Training data
GROBID-Dictionaries's the training data is encoded following the TEI P5. See the annotation guidelines page for detailed explanations and examples concerning the best practices fro annotating the data.
Generation of training data
Make sure that the current directory is grobid-dictionaries:
> cd PATH-TO-GROBID/grobid/grobid-dictionaries
For Dictionary Segmentation model:
> java -jar PATH-TO-GROBID/grobid/grobid-dictionaries/target/grobid-dictionaries-0.4.3-SNAPSHOT.one-jar.jar -dIn PATH_TO_THE_INPUT_PDF_FILE_OR_DIRECTORY -dOut PATH-TO-OUTPUT-DIRECTORY -exe createTrainingDictionarySegmentation
For Dictionary Body Segmentation model:
> java -jar PATH-TO-GROBID/grobid/grobid-dictionaries/target/grobid-dictionaries-0.4.3-SNAPSHOT.one-jar.jar -dIn PATH_TO_THE_INPUT_PDF_FILE_OR_DIRECTORY -dOut PATH-TO-OUTPUT-DIRECTORY -exe createTrainingDictionaryBodySegmentation
For Lexical Entry model:
> java -jar PATH-TO-GROBID/grobid/grobid-dictionaries/target/grobid-dictionaries-0.4.3-SNAPSHOT.one-jar.jar -dIn PATH_TO_THE_INPUT_PDF_FILE_OR_DIRECTORY -dOut PATH-TO-OUTPUT-DIRECTORY -exe createTrainingLexicalEntry
For Form model:
> java -jar PATH-TO-GROBID/grobid/grobid-dictionaries/target/grobid-dictionaries-0.4.3-SNAPSHOT.one-jar.jar -dIn PATH_TO_THE_INPUT_PDF_FILE_OR_DIRECTORY -dOut PATH-TO-OUTPUT-DIRECTORY -exe createTrainingForm
For Sense model:
> java -jar PATH-TO-GROBID/grobid/grobid-dictionaries/target/grobid-dictionaries-0.4.3-SNAPSHOT.one-jar.jar -dIn PATH_TO_THE_INPUT_PDF_FILE_OR_DIRECTORY -dOut PATH-TO-OUTPUT-DIRECTORY -exe createTrainingSense
For EtymQuote model:
> java -jar PATH-TO-GROBID/grobid/grobid-dictionaries/target/grobid-dictionaries-0.4.3-SNAPSHOT.one-jar.jar -dIn PATH_TO_THE_INPUT_PDF_FILE_OR_DIRECTORY -dOut PATH-TO-OUTPUT-DIRECTORY -exe createTrainingEtymQuote
For Etym model:
> java -jar PATH-TO-GROBID/grobid/grobid-dictionaries/target/grobid-dictionaries-0.4.3-SNAPSHOT.one-jar.jar -dIn PATH_TO_THE_INPUT_PDF_FILE_OR_DIRECTORY -dOut PATH-TO-OUTPUT-DIRECTORY -exe createTrainingEtym
The above commands create training data to be annotated from scratch (files ending with tei.xml). It is possible also to generate pre-annotations using the current model, to be corrected afterwards (this mode is recommended when the model to be trained is becoming more precise). To do so, the latest token of the above commands should include Annotated. For example: createTrainingDictionarySegmentation -> createAnnotatedTrainingDictionarySegmentation
The execution of any of the previous commands result in the generation of 5 files:
- inputFile .rawtxt: contains the raw text extracted from a the input file (not used for training)

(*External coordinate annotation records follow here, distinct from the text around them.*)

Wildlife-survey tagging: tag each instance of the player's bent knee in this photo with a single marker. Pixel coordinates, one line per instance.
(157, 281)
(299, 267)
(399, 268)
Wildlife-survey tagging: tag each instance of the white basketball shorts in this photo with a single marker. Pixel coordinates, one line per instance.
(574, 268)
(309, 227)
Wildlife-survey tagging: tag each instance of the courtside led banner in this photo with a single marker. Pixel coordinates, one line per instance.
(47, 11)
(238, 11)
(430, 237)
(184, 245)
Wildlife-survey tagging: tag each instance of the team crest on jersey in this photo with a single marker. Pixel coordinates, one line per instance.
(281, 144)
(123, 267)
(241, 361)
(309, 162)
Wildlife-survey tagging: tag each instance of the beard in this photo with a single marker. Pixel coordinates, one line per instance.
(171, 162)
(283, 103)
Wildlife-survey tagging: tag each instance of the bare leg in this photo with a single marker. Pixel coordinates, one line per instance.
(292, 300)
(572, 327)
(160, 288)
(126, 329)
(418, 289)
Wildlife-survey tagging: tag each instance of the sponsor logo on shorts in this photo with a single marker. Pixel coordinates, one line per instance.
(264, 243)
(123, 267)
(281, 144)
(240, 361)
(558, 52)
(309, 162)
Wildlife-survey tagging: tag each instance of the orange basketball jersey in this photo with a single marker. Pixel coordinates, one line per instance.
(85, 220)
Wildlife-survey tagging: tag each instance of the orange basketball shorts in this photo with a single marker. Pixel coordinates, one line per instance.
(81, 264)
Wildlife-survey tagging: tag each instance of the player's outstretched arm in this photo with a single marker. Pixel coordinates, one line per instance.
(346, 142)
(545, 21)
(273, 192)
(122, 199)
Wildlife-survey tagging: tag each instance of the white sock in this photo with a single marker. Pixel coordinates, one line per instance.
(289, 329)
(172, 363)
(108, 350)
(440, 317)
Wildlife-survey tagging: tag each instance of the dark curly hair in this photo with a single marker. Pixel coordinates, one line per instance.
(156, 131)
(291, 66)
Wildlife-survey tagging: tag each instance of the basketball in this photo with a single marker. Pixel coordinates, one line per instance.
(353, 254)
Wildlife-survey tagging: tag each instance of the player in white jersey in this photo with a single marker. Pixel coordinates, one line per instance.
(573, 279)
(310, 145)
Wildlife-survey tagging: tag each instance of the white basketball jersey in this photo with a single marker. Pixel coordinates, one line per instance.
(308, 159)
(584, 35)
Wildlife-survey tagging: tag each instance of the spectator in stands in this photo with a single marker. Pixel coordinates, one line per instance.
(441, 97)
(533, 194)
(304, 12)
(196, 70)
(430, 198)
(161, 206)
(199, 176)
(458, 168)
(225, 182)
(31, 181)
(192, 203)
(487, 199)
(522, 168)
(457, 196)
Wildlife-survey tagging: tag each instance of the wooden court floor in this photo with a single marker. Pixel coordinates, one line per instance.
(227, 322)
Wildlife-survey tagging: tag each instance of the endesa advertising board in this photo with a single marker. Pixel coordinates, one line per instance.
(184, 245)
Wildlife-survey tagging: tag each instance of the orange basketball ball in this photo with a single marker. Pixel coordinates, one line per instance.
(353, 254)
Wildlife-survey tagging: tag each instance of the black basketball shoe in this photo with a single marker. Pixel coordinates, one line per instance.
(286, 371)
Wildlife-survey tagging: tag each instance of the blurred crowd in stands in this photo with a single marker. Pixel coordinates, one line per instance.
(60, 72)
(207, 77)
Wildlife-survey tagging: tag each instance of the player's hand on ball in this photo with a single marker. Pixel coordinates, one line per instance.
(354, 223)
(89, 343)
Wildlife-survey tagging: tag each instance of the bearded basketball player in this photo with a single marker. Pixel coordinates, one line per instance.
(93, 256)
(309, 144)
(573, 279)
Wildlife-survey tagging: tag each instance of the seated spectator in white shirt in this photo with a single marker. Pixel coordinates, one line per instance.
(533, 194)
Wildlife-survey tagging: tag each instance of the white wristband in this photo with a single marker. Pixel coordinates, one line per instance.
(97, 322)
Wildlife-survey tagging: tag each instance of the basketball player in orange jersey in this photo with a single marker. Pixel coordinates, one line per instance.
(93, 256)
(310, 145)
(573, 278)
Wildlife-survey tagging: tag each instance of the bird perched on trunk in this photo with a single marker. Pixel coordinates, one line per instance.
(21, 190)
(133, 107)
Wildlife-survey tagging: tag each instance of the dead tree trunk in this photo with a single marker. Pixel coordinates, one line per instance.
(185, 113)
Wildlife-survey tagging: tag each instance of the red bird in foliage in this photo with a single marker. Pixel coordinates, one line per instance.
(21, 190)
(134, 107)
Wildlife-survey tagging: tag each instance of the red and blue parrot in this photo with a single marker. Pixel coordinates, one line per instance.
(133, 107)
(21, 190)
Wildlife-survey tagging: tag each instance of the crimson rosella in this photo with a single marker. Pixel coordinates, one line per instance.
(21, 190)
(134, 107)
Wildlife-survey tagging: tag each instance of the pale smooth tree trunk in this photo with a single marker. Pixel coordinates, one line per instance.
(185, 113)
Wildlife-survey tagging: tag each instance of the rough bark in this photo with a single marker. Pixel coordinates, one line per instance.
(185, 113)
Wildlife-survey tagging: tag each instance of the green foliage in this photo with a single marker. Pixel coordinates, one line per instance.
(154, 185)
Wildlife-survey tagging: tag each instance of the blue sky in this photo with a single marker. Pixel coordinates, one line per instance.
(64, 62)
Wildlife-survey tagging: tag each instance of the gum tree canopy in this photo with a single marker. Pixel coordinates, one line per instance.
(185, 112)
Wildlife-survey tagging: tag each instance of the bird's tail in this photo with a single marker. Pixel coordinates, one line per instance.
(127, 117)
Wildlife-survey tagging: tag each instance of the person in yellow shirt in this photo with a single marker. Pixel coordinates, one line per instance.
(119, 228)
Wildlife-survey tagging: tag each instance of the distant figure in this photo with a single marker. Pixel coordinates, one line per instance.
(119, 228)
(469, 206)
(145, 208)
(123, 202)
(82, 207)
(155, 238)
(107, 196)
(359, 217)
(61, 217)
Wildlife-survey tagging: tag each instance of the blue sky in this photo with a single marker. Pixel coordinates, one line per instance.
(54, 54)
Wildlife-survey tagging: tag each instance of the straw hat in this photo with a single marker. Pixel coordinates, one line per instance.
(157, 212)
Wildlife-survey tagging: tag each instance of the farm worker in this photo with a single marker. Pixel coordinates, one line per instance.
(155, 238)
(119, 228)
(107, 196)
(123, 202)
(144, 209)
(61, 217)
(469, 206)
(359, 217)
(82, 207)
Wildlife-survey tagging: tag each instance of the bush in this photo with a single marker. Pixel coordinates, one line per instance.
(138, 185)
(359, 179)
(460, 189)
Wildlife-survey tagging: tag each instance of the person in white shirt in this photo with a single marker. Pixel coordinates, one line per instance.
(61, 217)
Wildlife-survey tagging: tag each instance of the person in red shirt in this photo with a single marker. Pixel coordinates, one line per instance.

- inputFile .tei.xml: contains gold standard segmentation of the input file (crucial for the training)
- inputFile .modelname: contains features corresponding to each line/token in the input file (crucial for the training). The beginning of each line in the feature matrix should be synchronised with each line/token in the tei.xml
- modelname .css: a stylesheet for a better rendering of .tei.xml elements in Oxygen's author mode (useful for annotation)
- modelname .rng: an xml syntax descriptor for a element suggestion applied to .tei.xml elements in Oxygen's author mode (useful for annotation)
The generated files should be included in the training dataset while the architecture of directories and files in the toy data directory is respected.